Ten days ago Duncan McCormack had been the man of the hour. Ten days ago he’d been sipping from a tinnie in the squad room at St Andrew’s Street, watching his Flying Squad colleagues ineptly gyrating with a couple of more or less uniformed WPCs and some of the younger typists from Admin. It wasn’t yet noon but the party was hotting up. There were muffled whoops as someone upped the volume on the Dansette. All three shifts of detectives were present. Guys had left the golf course or the pub, or wherever they went on their days off. Brothel, maybe. Everywhere he looked people perched on desks or gathered in grinning groups with their plastic cups of whisky and vodka.
Flett was edging towards him through the throng. DCI Angus Flett, commander of the Flying Squad. Chins were tipped in greeting, cigarettes raised in two-fingered benedictions. Flett gripped elbows, punched shoulders, clapped backs, threw mock punches, twisted his hips in that drying-your-backside-with-a-towel move when he passed a dancing typist.
The squad room looked like Christmas. Strings of paper bunting were pinned above their heads. Two desks had been pushed together to form a makeshift bar. Bottles of spirits clustered in the centre: Red Label, Gordon’s, Smirnoff, Bacardi. Four-packs of beer in their plastic loops, green cans of Pale Ale, red cans of Export. Someone had gone out for fish suppers and the sharp tang of newsprint and vinegar and pickled onions mingled with the smoke and sweat and alcohol.
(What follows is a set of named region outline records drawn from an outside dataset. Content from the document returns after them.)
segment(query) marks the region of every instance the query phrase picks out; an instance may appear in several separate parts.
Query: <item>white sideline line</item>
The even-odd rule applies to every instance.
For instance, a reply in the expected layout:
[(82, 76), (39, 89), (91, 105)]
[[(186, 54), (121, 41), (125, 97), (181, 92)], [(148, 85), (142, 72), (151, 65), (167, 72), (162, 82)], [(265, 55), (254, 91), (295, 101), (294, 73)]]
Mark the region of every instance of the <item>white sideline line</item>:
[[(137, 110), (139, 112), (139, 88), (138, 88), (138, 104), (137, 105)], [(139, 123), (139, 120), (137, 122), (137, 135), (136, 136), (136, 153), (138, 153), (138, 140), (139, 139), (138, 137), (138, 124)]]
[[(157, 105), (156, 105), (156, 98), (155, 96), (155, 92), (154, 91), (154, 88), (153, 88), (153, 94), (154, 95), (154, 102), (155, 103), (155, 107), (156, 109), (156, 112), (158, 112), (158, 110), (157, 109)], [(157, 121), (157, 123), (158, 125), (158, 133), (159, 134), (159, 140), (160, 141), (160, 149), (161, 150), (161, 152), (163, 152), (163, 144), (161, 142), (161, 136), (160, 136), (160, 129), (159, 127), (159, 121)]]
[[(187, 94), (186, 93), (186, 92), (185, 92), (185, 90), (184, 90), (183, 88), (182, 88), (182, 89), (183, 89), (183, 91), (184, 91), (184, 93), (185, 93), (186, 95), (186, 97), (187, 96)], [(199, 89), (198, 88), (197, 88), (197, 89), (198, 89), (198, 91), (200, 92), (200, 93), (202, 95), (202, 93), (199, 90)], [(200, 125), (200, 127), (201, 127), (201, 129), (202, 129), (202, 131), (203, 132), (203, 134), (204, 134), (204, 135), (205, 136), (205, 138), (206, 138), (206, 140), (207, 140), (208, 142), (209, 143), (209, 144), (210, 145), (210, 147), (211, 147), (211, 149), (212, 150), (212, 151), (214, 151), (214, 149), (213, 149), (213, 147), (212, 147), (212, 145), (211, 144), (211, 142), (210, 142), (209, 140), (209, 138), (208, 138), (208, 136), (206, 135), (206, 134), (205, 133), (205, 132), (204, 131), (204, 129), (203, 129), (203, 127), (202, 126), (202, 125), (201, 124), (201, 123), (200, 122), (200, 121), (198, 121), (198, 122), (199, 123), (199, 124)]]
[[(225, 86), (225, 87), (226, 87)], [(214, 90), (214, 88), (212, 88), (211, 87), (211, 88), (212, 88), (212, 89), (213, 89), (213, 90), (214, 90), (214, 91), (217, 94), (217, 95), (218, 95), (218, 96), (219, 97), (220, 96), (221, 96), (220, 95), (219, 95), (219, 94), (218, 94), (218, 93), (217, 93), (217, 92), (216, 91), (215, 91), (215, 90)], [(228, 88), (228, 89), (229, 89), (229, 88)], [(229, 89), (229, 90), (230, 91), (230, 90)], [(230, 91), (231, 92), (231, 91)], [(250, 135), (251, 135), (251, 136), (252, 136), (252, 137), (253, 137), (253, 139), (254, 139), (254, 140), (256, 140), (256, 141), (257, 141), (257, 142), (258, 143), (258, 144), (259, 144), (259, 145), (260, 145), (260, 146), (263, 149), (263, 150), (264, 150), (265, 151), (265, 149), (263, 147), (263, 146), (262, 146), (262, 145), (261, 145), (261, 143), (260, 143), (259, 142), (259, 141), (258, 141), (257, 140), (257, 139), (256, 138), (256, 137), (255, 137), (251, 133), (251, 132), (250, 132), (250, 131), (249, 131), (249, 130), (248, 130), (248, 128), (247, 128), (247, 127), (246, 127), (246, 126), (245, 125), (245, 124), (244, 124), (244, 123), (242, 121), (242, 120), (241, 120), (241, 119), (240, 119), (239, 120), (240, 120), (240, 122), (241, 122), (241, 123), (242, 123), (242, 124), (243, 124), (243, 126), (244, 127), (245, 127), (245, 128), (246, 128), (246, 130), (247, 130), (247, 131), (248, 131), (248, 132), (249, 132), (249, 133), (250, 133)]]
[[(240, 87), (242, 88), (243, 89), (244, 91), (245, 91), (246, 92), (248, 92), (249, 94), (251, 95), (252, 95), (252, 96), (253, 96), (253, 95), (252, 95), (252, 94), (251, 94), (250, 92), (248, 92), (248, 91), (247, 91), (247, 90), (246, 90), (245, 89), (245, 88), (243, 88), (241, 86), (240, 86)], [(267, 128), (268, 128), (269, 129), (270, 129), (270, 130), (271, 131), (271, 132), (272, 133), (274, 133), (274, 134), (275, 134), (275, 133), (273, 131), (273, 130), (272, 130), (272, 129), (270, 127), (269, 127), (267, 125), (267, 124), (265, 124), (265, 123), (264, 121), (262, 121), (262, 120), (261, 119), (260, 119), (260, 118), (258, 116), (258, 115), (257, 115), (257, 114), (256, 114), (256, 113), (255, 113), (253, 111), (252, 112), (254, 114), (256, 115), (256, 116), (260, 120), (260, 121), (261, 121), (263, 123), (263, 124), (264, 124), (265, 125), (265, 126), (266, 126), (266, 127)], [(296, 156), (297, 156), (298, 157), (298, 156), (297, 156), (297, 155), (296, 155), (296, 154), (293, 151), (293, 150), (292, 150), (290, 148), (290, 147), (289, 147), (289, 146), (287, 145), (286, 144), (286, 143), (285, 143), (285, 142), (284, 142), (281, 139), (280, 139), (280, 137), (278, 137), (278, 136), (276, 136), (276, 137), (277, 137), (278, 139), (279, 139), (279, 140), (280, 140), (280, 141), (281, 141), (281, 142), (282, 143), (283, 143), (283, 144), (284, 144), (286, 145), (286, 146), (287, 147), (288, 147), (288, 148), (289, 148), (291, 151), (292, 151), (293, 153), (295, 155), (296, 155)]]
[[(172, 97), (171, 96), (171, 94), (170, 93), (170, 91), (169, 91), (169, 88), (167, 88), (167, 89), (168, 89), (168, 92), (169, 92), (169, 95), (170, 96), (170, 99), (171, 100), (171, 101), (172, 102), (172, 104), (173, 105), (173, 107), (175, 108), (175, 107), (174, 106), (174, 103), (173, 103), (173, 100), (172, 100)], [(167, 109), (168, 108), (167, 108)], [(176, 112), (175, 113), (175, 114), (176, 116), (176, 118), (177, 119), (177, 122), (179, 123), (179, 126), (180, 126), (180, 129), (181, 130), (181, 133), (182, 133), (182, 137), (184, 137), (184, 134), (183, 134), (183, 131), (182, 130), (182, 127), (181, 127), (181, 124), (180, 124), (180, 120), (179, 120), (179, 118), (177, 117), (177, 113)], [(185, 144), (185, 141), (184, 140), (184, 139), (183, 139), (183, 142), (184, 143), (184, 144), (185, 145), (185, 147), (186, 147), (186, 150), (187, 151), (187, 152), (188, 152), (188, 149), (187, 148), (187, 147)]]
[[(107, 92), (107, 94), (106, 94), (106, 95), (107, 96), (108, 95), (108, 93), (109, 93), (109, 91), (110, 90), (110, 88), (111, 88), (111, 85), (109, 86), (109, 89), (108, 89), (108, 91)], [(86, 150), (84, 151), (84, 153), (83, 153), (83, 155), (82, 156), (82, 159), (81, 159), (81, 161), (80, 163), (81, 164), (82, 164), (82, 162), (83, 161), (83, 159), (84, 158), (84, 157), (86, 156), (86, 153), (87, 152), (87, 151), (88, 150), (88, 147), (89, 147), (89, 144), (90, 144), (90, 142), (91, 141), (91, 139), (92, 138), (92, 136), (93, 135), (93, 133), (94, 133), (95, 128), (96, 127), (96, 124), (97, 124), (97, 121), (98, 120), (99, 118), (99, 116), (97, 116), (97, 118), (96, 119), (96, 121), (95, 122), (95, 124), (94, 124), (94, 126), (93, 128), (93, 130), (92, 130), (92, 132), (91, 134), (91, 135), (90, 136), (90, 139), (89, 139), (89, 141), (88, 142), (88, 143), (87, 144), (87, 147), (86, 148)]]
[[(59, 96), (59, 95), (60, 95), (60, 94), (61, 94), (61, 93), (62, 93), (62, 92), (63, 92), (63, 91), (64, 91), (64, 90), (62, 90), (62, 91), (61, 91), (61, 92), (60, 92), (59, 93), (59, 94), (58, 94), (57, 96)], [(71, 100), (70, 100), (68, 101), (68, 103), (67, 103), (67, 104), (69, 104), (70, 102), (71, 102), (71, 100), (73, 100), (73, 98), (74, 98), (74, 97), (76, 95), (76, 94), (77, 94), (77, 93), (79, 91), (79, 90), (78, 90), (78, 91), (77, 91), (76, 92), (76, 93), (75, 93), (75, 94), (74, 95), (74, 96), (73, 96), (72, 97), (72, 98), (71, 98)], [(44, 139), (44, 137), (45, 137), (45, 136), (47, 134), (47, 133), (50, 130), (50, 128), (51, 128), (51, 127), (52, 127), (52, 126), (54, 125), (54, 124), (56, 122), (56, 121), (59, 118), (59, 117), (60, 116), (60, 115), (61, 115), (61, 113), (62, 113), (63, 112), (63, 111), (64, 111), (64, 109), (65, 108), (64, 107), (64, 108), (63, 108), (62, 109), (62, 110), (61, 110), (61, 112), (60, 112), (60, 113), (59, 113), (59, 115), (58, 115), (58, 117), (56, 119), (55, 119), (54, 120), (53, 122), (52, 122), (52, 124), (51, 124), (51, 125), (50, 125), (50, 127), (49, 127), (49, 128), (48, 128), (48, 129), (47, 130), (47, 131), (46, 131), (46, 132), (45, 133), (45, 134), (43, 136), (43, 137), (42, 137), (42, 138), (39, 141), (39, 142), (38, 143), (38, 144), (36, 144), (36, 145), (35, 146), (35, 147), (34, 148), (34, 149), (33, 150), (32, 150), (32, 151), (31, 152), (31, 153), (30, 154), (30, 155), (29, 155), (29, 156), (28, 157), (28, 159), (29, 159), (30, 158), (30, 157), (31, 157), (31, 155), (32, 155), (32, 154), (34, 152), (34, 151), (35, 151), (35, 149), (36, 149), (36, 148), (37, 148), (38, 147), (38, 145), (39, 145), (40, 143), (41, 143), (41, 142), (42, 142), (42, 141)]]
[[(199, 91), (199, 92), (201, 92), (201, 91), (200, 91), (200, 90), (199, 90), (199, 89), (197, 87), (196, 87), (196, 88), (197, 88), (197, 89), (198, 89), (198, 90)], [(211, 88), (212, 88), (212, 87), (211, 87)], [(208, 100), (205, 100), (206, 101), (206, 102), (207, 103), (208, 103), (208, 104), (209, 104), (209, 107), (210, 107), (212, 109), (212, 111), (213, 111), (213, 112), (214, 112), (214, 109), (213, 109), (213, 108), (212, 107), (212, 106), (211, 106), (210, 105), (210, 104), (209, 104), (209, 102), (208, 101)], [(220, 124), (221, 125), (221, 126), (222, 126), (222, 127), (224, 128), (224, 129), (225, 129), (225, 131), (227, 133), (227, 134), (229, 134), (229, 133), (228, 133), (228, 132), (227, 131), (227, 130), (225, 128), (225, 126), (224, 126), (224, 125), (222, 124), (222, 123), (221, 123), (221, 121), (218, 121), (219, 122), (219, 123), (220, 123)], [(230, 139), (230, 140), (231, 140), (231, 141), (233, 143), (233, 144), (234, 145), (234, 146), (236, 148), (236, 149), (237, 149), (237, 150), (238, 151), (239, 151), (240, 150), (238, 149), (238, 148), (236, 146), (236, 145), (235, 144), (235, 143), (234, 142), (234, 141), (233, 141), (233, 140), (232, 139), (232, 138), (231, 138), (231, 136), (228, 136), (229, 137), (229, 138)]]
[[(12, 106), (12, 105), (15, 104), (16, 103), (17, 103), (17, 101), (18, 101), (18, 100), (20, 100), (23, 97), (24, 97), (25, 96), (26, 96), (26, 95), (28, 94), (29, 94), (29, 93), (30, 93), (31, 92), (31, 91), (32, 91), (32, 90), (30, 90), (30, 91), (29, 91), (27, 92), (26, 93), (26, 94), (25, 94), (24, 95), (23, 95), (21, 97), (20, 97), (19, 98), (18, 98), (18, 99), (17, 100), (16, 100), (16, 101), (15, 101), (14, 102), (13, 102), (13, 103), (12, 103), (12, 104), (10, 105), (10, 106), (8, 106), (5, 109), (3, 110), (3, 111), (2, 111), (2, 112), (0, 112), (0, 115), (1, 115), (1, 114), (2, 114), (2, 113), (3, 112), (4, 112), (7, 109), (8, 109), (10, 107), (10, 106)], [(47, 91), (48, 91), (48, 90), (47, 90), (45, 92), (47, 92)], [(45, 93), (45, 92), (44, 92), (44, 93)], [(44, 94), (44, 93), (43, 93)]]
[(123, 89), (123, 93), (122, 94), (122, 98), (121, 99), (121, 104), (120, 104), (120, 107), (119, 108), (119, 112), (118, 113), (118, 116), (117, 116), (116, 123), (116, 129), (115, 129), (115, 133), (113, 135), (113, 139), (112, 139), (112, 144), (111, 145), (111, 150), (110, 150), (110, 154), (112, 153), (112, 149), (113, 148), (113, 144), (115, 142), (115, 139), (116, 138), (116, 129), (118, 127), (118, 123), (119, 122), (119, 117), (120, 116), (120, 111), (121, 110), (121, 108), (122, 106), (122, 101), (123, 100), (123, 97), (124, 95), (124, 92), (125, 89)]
On an adjacent table stood a large birthday cake edged with blue piping, a ‘12’ standing proud of the icing on blue plastic numerals. Twelve was the tariff. Twelve years in Peterhead. They’d watched him cuffed and taken down to the cells, James Kane, one of McGlashan’s lieutenants. It took them over a year to build the case and now they’d got him. Attempted murder. Serious assault. Conspiracy to pervert the course of justice. Guilty on all three counts. Au revoir, fuckface. Have a nice life.
McCormack raised his can of Sweetheart Stout to salute Angus Flett. He felt the beer sway inside the tinnie. He didn’t like beer. He’d drunk just enough so the can wouldn’t spill. He liked whisky well enough but he was playing shinty tomorrow, a grudge match against Glasgow Skye, and he wanted to stay fresh.
‘The hard stuff, Duncan?’
McCormack worked his shoulders, straightened up. ‘Got a game tomorrow, boss.’
‘A game? I’d say war would be nearer the mark. I watched a match once, up in Oban. Jesus. Tough game. They say ice hockey’s based on it.’
McCormack shrugged, sipped his tinnie.
‘Anyroads, need to talk to you, son. Won’t take long.’
In Flett’s office, McCormack closed the door behind him, muffling the noise of the party. Flett got straight to business.
‘Job’s come up, son. I’m putting you forward.’
McCormack nodded slowly. When Flett sat down with the sun at his back, McCormack noticed that he hadn’t shaved; little filaments of stubble caught the light.